Japanese and international media coverage of March 11, 2011 differed significantly in many ways. Some of the most remarkable examples of this gap can be drawn from comparing Japanese and German news reporting. For instance, media outlets in Japan initially paid most attention to the earthquake and tsunami disasters, while their German counterparts focused on the crippled nuclear power plant in Fukushima. Japanese coverage relied to a high degree on official sources, whereas German media reports also involved many non-official sources such as NGOs. Moreover, news in Japan were shaped by calls to avoid panic and so-called "harmful rumors". On the opposite, German media were often denounced for cases of sensationalism.
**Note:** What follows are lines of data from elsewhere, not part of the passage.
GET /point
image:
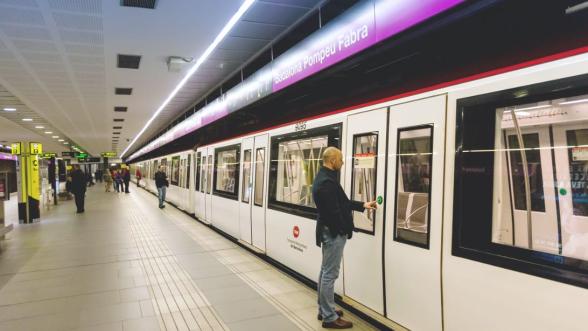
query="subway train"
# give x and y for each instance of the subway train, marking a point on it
(482, 186)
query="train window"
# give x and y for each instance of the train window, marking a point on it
(188, 167)
(363, 178)
(531, 142)
(414, 161)
(226, 175)
(175, 170)
(246, 185)
(295, 161)
(259, 172)
(197, 175)
(521, 173)
(209, 175)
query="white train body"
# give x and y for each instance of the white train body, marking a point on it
(402, 265)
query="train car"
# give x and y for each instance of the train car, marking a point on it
(482, 185)
(178, 168)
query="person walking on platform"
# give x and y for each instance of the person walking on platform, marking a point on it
(108, 180)
(334, 226)
(78, 187)
(138, 175)
(161, 183)
(118, 180)
(126, 177)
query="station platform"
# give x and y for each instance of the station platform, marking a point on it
(127, 265)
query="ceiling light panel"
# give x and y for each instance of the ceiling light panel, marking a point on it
(128, 61)
(123, 91)
(147, 4)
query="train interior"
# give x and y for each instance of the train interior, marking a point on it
(541, 177)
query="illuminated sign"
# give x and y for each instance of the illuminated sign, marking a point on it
(362, 26)
(35, 148)
(16, 148)
(108, 154)
(49, 155)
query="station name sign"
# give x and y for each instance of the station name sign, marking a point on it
(108, 154)
(362, 26)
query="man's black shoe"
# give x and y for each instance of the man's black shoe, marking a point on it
(338, 311)
(339, 323)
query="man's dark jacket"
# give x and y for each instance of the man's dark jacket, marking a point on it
(333, 206)
(161, 179)
(78, 182)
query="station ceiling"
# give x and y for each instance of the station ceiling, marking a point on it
(59, 63)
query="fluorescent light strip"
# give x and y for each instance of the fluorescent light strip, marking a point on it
(244, 7)
(573, 102)
(534, 107)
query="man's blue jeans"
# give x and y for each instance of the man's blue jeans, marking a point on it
(161, 195)
(332, 255)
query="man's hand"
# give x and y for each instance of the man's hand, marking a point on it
(370, 205)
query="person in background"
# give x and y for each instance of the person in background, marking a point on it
(138, 175)
(78, 187)
(161, 183)
(117, 180)
(108, 180)
(126, 177)
(334, 226)
(98, 175)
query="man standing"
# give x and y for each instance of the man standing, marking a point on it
(334, 226)
(126, 179)
(161, 183)
(78, 187)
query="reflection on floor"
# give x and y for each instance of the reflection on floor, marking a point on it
(126, 265)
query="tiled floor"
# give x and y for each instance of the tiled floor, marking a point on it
(126, 265)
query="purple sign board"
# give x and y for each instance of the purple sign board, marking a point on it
(6, 156)
(362, 26)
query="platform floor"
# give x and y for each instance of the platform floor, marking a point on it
(127, 265)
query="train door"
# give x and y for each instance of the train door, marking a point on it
(571, 160)
(543, 231)
(258, 193)
(246, 182)
(208, 188)
(365, 164)
(414, 213)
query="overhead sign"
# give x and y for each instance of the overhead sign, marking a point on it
(90, 160)
(108, 154)
(16, 148)
(364, 25)
(49, 155)
(35, 148)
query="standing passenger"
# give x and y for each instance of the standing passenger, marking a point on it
(138, 175)
(108, 180)
(334, 226)
(78, 187)
(126, 177)
(161, 183)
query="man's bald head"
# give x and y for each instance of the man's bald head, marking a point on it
(332, 158)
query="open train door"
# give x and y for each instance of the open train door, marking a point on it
(258, 194)
(365, 167)
(414, 213)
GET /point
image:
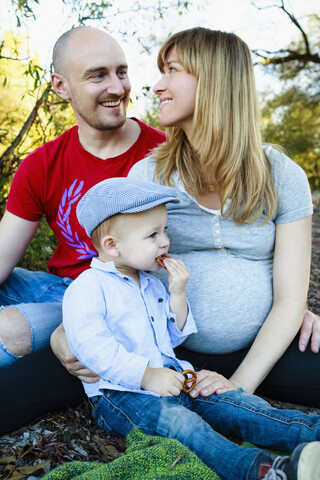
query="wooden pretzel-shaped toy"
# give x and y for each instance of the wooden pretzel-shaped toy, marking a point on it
(192, 379)
(161, 258)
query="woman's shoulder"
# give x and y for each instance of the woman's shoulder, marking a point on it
(283, 167)
(144, 169)
(292, 187)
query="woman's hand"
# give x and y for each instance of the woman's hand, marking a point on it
(210, 382)
(310, 330)
(60, 348)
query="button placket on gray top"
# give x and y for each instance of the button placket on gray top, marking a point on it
(217, 236)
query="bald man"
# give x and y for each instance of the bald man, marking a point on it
(91, 73)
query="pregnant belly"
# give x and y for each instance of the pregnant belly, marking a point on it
(230, 298)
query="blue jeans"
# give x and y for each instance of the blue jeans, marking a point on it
(201, 423)
(38, 296)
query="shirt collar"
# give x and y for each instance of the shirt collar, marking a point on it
(111, 268)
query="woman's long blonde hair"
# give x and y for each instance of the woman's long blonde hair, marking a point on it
(226, 139)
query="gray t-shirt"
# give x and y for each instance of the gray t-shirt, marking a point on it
(230, 285)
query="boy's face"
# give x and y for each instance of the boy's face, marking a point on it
(142, 239)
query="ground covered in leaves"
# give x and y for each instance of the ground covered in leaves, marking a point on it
(71, 435)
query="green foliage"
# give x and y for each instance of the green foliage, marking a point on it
(291, 119)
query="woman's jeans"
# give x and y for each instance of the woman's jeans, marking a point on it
(200, 423)
(38, 296)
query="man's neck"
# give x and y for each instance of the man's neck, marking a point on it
(109, 143)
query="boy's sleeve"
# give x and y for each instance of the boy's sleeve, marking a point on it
(90, 340)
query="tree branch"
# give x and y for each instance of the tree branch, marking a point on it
(26, 126)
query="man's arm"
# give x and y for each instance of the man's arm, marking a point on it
(15, 236)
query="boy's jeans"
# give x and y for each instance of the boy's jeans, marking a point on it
(233, 413)
(38, 296)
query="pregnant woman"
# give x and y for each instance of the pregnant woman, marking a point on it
(243, 224)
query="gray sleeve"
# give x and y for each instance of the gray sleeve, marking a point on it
(292, 186)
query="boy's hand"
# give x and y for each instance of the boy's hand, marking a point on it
(178, 275)
(209, 383)
(164, 381)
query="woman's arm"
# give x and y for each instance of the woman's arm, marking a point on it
(291, 271)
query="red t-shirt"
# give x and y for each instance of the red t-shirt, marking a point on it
(51, 180)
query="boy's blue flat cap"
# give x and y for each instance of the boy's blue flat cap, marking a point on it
(120, 195)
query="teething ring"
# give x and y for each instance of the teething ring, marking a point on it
(192, 379)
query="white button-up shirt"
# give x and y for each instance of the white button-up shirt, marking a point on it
(116, 328)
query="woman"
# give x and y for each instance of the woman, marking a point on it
(243, 225)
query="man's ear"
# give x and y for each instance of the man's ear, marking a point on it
(110, 246)
(60, 86)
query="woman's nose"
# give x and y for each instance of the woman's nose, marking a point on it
(159, 86)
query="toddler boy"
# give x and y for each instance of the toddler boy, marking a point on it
(123, 325)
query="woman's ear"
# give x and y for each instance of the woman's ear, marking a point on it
(110, 246)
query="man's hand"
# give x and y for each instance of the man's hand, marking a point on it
(209, 383)
(60, 348)
(310, 330)
(164, 381)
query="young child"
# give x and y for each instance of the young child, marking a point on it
(122, 324)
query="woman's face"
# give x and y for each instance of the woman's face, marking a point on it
(177, 91)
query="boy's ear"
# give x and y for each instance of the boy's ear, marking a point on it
(60, 86)
(109, 245)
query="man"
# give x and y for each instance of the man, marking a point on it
(91, 73)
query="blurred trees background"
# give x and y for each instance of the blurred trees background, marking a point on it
(31, 113)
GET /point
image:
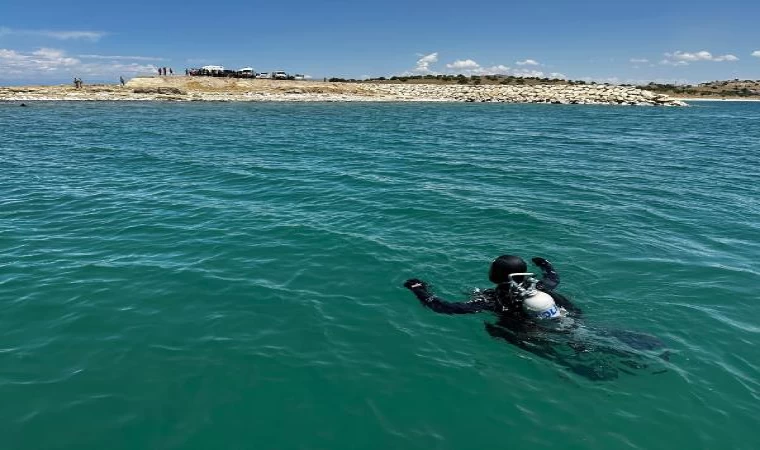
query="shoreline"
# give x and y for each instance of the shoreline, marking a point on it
(182, 88)
(716, 99)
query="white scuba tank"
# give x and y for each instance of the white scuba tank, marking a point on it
(540, 306)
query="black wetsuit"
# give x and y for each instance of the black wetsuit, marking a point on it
(515, 327)
(498, 300)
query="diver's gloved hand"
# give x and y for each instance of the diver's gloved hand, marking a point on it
(550, 279)
(542, 263)
(415, 284)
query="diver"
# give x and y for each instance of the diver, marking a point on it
(535, 318)
(517, 296)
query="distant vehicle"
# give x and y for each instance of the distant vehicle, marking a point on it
(213, 69)
(246, 72)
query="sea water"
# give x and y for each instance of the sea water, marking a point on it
(228, 275)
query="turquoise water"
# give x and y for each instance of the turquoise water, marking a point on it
(229, 275)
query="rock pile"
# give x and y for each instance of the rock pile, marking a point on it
(557, 94)
(220, 89)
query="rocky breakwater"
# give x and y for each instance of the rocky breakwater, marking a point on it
(555, 94)
(221, 89)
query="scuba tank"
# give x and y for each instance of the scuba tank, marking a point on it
(536, 304)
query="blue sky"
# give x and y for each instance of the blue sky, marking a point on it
(44, 41)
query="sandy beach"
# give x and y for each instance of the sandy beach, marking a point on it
(181, 88)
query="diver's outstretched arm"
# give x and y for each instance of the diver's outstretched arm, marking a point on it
(550, 279)
(420, 289)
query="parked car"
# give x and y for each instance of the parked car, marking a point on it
(246, 72)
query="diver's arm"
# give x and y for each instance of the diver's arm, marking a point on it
(420, 289)
(550, 278)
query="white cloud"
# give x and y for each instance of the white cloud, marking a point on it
(48, 62)
(471, 67)
(93, 36)
(667, 62)
(703, 55)
(121, 58)
(423, 64)
(463, 64)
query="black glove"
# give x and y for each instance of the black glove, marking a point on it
(414, 284)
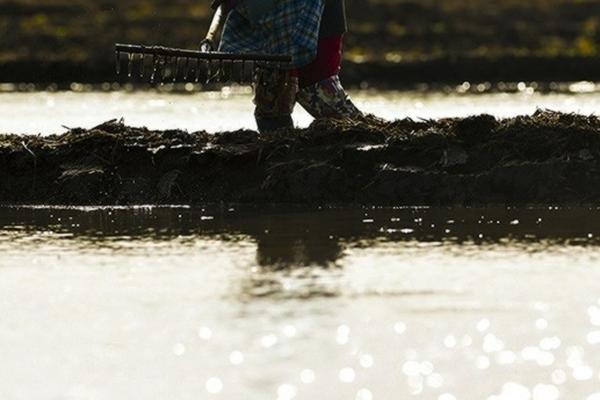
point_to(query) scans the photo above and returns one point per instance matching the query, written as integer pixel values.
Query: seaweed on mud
(547, 157)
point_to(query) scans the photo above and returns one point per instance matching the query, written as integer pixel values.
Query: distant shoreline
(382, 75)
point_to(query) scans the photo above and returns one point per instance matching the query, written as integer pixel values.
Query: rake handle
(214, 55)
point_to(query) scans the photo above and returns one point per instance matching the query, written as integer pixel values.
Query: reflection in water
(332, 303)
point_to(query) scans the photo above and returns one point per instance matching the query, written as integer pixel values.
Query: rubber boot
(274, 97)
(328, 99)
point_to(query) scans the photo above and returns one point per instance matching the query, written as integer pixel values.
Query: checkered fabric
(291, 27)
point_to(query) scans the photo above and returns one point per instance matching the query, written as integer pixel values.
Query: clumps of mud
(545, 158)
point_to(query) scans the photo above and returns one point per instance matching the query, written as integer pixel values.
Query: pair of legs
(316, 87)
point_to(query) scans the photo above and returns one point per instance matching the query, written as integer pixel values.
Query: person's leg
(274, 98)
(321, 92)
(328, 99)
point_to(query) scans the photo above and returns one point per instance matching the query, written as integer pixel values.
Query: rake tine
(197, 77)
(186, 69)
(142, 65)
(176, 69)
(208, 71)
(220, 71)
(154, 68)
(130, 59)
(164, 70)
(242, 67)
(118, 62)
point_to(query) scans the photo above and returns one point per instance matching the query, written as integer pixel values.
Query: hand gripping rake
(161, 64)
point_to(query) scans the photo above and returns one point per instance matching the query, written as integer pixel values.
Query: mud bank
(547, 158)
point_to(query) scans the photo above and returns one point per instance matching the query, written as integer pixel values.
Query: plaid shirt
(290, 28)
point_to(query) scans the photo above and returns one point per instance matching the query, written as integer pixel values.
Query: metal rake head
(159, 64)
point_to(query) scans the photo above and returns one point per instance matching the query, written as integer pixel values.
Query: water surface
(231, 108)
(228, 303)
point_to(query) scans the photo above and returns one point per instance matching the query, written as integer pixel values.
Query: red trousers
(326, 65)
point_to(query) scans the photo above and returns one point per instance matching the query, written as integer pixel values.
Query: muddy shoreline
(547, 158)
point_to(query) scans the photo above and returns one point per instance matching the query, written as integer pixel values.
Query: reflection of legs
(328, 99)
(275, 96)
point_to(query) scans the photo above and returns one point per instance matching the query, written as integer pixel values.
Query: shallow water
(231, 109)
(227, 303)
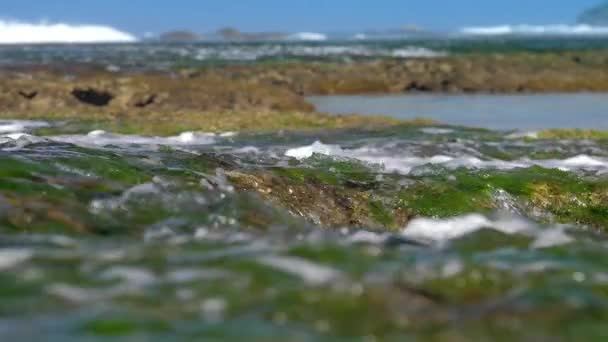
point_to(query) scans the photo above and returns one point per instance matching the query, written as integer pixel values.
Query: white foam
(536, 30)
(311, 273)
(308, 36)
(17, 32)
(18, 126)
(436, 130)
(404, 164)
(442, 230)
(317, 147)
(102, 138)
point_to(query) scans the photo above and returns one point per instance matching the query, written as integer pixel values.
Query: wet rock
(28, 95)
(92, 96)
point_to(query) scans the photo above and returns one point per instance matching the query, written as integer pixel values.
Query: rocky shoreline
(270, 96)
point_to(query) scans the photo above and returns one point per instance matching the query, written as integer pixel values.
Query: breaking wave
(561, 30)
(16, 32)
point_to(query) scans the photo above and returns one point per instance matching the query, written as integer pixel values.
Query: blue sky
(139, 16)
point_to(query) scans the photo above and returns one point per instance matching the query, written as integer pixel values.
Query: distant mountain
(597, 16)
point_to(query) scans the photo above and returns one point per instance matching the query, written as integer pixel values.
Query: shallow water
(151, 55)
(503, 112)
(140, 238)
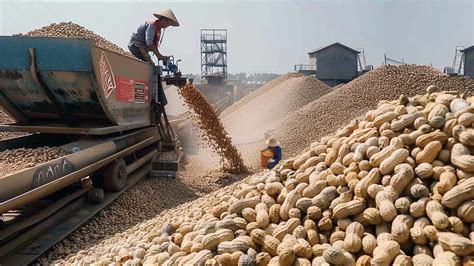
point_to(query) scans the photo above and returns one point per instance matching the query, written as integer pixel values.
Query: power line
(13, 18)
(37, 11)
(51, 11)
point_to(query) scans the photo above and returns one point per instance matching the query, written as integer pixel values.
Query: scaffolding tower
(214, 56)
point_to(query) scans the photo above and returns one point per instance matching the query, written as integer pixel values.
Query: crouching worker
(271, 156)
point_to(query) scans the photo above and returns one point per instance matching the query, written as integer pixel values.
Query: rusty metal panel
(90, 152)
(42, 88)
(124, 87)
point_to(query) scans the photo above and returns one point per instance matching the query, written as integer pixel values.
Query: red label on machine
(106, 75)
(132, 91)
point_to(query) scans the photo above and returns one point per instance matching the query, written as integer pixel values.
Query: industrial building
(334, 64)
(213, 56)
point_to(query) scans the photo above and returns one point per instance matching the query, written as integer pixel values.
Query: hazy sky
(270, 36)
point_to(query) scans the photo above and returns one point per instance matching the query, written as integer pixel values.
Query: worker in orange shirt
(274, 147)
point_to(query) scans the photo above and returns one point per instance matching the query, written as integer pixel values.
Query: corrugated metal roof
(336, 43)
(467, 49)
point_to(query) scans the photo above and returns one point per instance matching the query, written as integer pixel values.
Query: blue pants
(136, 52)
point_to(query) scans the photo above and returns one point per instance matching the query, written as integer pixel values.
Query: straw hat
(167, 13)
(272, 142)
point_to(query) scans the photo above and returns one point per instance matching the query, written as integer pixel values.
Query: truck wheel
(115, 177)
(95, 195)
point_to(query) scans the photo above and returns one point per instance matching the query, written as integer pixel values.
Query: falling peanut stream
(214, 132)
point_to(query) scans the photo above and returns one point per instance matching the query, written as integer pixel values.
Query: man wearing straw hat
(148, 36)
(274, 147)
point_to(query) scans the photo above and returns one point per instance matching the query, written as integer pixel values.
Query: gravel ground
(254, 94)
(258, 113)
(337, 108)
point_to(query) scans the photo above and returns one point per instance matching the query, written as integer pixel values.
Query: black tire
(95, 195)
(115, 178)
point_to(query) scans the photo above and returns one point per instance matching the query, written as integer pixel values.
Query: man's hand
(166, 59)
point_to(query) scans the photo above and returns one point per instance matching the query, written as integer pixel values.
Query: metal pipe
(138, 163)
(69, 179)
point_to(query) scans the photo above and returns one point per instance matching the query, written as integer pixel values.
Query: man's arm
(150, 35)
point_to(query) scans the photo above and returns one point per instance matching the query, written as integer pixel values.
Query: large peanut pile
(72, 30)
(4, 119)
(252, 120)
(337, 108)
(394, 187)
(254, 94)
(18, 159)
(212, 129)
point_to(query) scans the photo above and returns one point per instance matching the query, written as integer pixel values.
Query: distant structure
(463, 63)
(213, 56)
(335, 63)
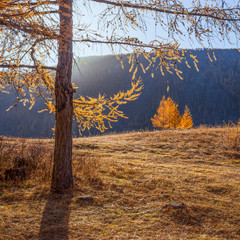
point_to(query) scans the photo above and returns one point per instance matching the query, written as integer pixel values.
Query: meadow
(170, 184)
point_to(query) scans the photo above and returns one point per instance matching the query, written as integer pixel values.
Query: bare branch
(27, 66)
(174, 12)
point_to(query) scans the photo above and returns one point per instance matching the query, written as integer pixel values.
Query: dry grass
(131, 178)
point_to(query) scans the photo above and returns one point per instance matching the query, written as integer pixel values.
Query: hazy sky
(153, 32)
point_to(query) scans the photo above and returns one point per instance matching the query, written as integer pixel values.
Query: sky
(153, 32)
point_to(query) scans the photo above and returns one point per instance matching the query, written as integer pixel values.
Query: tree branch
(161, 10)
(131, 44)
(27, 29)
(26, 66)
This presentation argues that the fact that Japan was directly involved into the disaster while Germany was not, does not sufficiently explain this gap. This study reconstructs the circumstances of disaster reporting as well as the journalistic cultures in each country. Based on the understanding that “western” theories of journalism do not do the Japanese case justice, the study employs an inductive approach that is sensitive to the different cultural conditions of the work of journalists in both countries. It draws on a series of expert interviews with scholars of Japanese studies and journalism studies as well as narrative interviews with journalists from both countries who covered the disaster. The comparative analysis indicates that not only the routines of disaster reporting differ substantially between German and Japanese media, but also the journalists' societal role as well as their professional socialization.
Florian Meißner is Ph.D. Fellow at the School of International and Intercultural Communication, based at the Erich Brost Institute for International Journalism, Dortmund Technical University. He is also a former freelance journalist for public broadcasters.